The output is: i586-elf-ld: warning: cannot find entry symbol start; defaulting to 00100000
When ignoring this message the kernel will still boot, but I'm not sure weather this warning will make trouble in the future.
This is an extract of the start.s file where the symbol start is defined (and I made sure that start.o is included in the link)
global start;
global _start;
[BITS 32]
start:
_start:
mov esp, _sys_stack ; This points the stack to our new stack area
jmp stublet
.....(rest of file)
Just in case it's looking for the underscore anyway.
Yes, this helps. I migrated from aout format to coff format. With aout there was no problem (ld version 2.13), but coff did not find the label and had problems with _function ("undefined reference"). "section.text" solved these problems fully. Can anybody explain the reason, why aout is more flexible than coff regarding this point?

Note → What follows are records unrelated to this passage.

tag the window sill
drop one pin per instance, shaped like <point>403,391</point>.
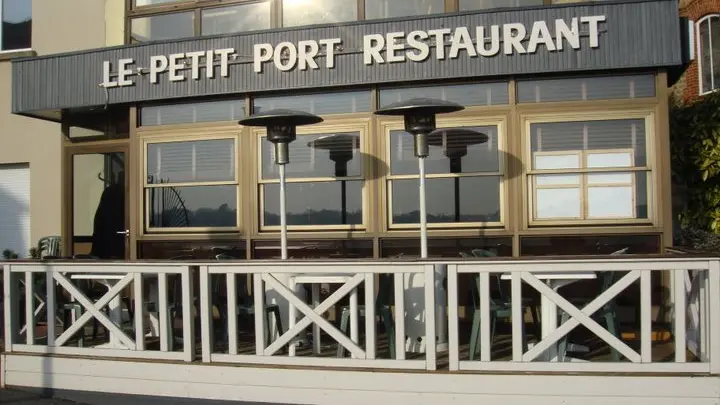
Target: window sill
<point>16,53</point>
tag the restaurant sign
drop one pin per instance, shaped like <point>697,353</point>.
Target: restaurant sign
<point>394,47</point>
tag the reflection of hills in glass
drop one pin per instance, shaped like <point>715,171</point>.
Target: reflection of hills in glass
<point>413,217</point>
<point>313,217</point>
<point>204,217</point>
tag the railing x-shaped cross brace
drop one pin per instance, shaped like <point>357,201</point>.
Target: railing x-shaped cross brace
<point>581,316</point>
<point>94,310</point>
<point>314,315</point>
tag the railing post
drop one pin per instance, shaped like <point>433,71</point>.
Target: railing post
<point>206,337</point>
<point>713,317</point>
<point>453,334</point>
<point>49,304</point>
<point>431,340</point>
<point>11,306</point>
<point>188,318</point>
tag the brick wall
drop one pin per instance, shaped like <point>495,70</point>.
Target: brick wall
<point>688,87</point>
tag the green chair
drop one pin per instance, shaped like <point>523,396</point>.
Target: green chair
<point>245,306</point>
<point>500,307</point>
<point>383,309</point>
<point>607,314</point>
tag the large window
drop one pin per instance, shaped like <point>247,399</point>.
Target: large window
<point>589,171</point>
<point>16,31</point>
<point>708,31</point>
<point>325,179</point>
<point>191,184</point>
<point>464,174</point>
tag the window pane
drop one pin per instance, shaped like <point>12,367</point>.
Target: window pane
<point>450,152</point>
<point>395,8</point>
<point>329,103</point>
<point>308,12</point>
<point>189,207</point>
<point>16,24</point>
<point>314,249</point>
<point>324,155</point>
<point>715,34</point>
<point>200,250</point>
<point>589,88</point>
<point>194,161</point>
<point>467,5</point>
<point>164,26</point>
<point>155,2</point>
<point>211,111</point>
<point>244,17</point>
<point>445,247</point>
<point>589,245</point>
<point>322,203</point>
<point>591,135</point>
<point>462,199</point>
<point>705,55</point>
<point>464,94</point>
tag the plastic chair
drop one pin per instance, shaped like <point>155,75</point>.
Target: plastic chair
<point>499,308</point>
<point>245,305</point>
<point>383,309</point>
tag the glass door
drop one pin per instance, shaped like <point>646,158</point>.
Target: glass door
<point>98,203</point>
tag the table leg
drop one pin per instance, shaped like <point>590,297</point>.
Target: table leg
<point>354,317</point>
<point>316,329</point>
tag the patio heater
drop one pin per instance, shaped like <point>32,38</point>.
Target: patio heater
<point>281,125</point>
<point>455,142</point>
<point>419,115</point>
<point>341,148</point>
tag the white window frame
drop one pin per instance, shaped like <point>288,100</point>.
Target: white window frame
<point>530,174</point>
<point>699,58</point>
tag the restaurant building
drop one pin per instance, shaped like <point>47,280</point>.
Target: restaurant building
<point>563,151</point>
<point>572,97</point>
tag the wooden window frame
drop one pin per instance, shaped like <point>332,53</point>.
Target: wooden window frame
<point>330,126</point>
<point>529,174</point>
<point>190,134</point>
<point>470,120</point>
<point>713,86</point>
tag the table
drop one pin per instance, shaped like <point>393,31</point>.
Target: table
<point>315,280</point>
<point>114,307</point>
<point>548,309</point>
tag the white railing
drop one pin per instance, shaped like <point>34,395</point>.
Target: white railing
<point>279,280</point>
<point>694,300</point>
<point>698,295</point>
<point>20,279</point>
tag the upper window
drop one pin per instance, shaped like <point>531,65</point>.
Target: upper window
<point>467,5</point>
<point>401,8</point>
<point>709,53</point>
<point>16,17</point>
<point>309,12</point>
<point>162,26</point>
<point>588,171</point>
<point>586,88</point>
<point>191,184</point>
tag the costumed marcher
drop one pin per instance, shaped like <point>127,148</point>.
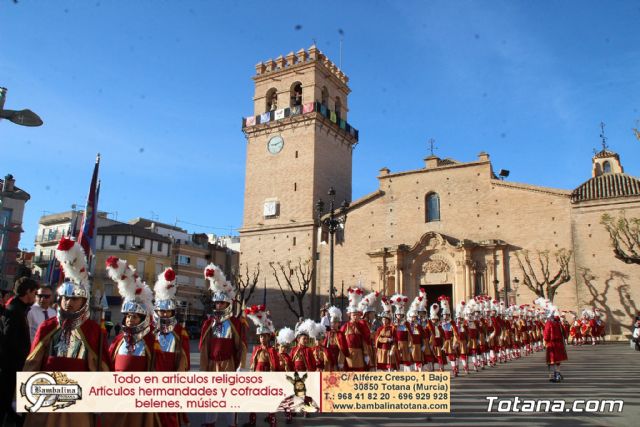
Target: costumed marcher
<point>368,308</point>
<point>450,336</point>
<point>402,332</point>
<point>553,340</point>
<point>136,347</point>
<point>70,341</point>
<point>302,355</point>
<point>331,340</point>
<point>223,343</point>
<point>174,354</point>
<point>320,352</point>
<point>384,340</point>
<point>462,325</point>
<point>355,340</point>
<point>417,338</point>
<point>264,357</point>
<point>284,339</point>
<point>437,335</point>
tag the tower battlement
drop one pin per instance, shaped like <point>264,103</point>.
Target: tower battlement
<point>298,59</point>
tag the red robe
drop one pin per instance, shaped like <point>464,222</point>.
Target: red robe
<point>303,359</point>
<point>261,366</point>
<point>120,362</point>
<point>554,341</point>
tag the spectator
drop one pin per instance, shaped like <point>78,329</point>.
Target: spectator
<point>16,348</point>
<point>6,297</point>
<point>41,310</point>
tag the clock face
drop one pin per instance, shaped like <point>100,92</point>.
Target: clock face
<point>275,144</point>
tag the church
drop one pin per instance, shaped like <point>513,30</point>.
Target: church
<point>453,228</point>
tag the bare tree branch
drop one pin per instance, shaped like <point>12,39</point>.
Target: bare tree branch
<point>625,237</point>
<point>544,284</point>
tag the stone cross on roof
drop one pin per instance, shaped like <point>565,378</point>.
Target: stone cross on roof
<point>432,145</point>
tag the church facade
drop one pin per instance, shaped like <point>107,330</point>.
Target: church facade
<point>453,228</point>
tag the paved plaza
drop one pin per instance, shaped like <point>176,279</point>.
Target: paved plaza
<point>609,371</point>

I'm not sure on the differences between the types and what not, but the reason i got the error was because i put a "resb 16" in my code, which requests 16 bytes in the bss section. for some reason, the sections need to be sequential else in defined scopes. i was using elf at the time, so i think it may just be a section definition error (hence syntax error).
I don't mean to revive this thread, but just for the record, I would like to reinforce by example why this warning IS important. It caused a runtime bug in my code which took me a while to track down, because I hadn't noticed this warning.
My code had a "cli" instruction which appeared to do nothing, but after calling two "cli" instructions one after the other, they did. Adding a "nop" before a single "cli" fixed this, which without knowing about this warning was most puzzling.
Fixing this warning, fixed this bug as far as I know, because without finding the correct entry point, my code started one instruction later than intended (i.e. missed a "cli" instruction). This was not apparent as the rest of the code executed as normal, but interrupts fired afterwards (but could be masked a second cli instruction). This manifested as a double fault and an endless stream of general protection errors - on closer inspection of the error codes, if I recall, these were externally fired, but were an unnecessary pain to track down as this warning seems to have no apparent link with this bug.
Why?
I think perhaps either nasm or ld has changed at some point over the last year so that these symbols cannot be found as they were before. I haven't had the time to work on my code for a year or so, and if I remember, this code used to work. nm and objdump still show the symbols exist, but as, if I interpret correctly, of undefined type. Now they show as symbols of text type.
Lesson: Always look for, and fix warnings.
I hope this is useful for people having similar problems in the future!